Simple IR Transmitter Schematic Circuit Diagram
This circuit uses just two standard logic ICs which, with the accompanying receiver, forms a four-channel remote control and has been designed for use with the ‘Audio/Video Switch’ and the ‘Switchbox for Loudspeakers’ (shown elsewhere in this issue, as is the IR Receiver).
Each pushbutton is connected to an input of a shift register (4021), which is clocked by a binary counter/oscillator (74HC4060). A cycle is started via one of the diodes connected to each pushbutton and a differentiator-network (C1/R4), creating a short pulse that is fed to the shift register and counter/oscillator. The parallel-load input at the shift register then becomes momentarily active, causing the shift register to latch the data at the parallel inputs. At the same time, since the pulse is very narrow, one of the four pushbutton inputs will be high (in spite of any longer pulses that may be caused by switch bounce). The pulse also goes to the reset input of the 4060 and starts the oscillator.
The oscillator around P1/R2/R3/C2 is set to about 36 kHz because IR receiver modules are widely available for this frequency. Pin 7 is the Q3-output of the 4060 and clocks the shift register. The data at the parallel input is now output in a serial format at QH (pin 3). When QH is high the emitter of T2 is made high via T1, and a pulsed current at 36 kHz will flow through LED D6 via R5 and T2. Pin 1 (MSB) of the 4021 is permanently high and is clocked first to the output. This bit functions as the start-bit for the receiver. Since the receiver clocks the data on the rising edge, the start-bit has a length of only 8 cycles at 36 kHz. The rest of the data is modulated at 16 cycles per bit. Output Q7 (pin 14) of the 4060 is connected to the oscillator via a diode, which causes the oscillator to stop after 8 clock cycles of the Q3 output (pin 7) and the circuit becomes idle. The relevant code is therefore sent only once for every button press. A new code will only be transmitted when a pushbutton is pressed again. The only current drawn now are various leakage currents and the current through D5/R2/P1/R3 which is about 10 µA. So even without an on/off switch the batteries should last for years (assuming a capacity of 750 mAh for AAA cells).

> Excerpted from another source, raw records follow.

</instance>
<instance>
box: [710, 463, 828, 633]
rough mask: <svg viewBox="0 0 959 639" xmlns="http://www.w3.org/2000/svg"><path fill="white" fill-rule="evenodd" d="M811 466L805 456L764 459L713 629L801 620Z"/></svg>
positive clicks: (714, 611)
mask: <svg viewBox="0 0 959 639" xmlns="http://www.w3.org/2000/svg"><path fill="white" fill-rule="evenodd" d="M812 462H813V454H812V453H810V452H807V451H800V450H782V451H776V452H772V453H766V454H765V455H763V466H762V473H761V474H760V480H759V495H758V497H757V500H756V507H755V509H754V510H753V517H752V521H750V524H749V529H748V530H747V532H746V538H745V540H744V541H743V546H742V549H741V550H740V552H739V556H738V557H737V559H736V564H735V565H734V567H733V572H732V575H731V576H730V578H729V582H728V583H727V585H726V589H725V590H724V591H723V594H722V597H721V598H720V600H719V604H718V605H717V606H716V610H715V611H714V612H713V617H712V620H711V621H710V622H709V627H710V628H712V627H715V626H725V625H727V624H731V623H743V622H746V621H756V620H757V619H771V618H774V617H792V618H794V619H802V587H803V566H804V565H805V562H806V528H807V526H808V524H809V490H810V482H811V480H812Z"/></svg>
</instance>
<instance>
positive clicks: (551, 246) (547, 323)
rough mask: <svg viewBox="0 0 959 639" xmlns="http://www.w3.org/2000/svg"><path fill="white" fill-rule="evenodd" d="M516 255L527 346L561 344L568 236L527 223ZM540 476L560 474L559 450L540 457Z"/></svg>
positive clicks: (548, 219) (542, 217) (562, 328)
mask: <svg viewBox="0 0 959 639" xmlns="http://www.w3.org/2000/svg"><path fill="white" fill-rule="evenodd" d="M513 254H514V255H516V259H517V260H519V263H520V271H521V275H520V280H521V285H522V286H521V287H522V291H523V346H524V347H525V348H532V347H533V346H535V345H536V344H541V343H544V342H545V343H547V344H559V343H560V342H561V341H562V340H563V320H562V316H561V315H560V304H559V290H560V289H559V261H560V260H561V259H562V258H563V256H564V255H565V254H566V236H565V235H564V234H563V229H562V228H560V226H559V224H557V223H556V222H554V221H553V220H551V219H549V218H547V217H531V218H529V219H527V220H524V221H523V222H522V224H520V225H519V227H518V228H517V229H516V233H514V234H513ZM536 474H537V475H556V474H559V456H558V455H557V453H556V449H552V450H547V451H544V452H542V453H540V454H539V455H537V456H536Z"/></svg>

P1 has been added to compensate for the various component tolerances and to tune the transmitter and receiver to each other. JP1, JP2 and JP3 are a bonus and can be used for addressing purposes or for a possible expansion with more pushbuttons. At the receiver side these bits are made available on three outputs. The PCB has been designed to fit inside a plastic box with an integral battery compartment (see parts list). If required, the PCB can be made a bit smaller by cutting off the blank areas (where the mounting holes are). That makes it possible to use a smaller enclosure, especially if a 3 V lithium cell is used for the supply.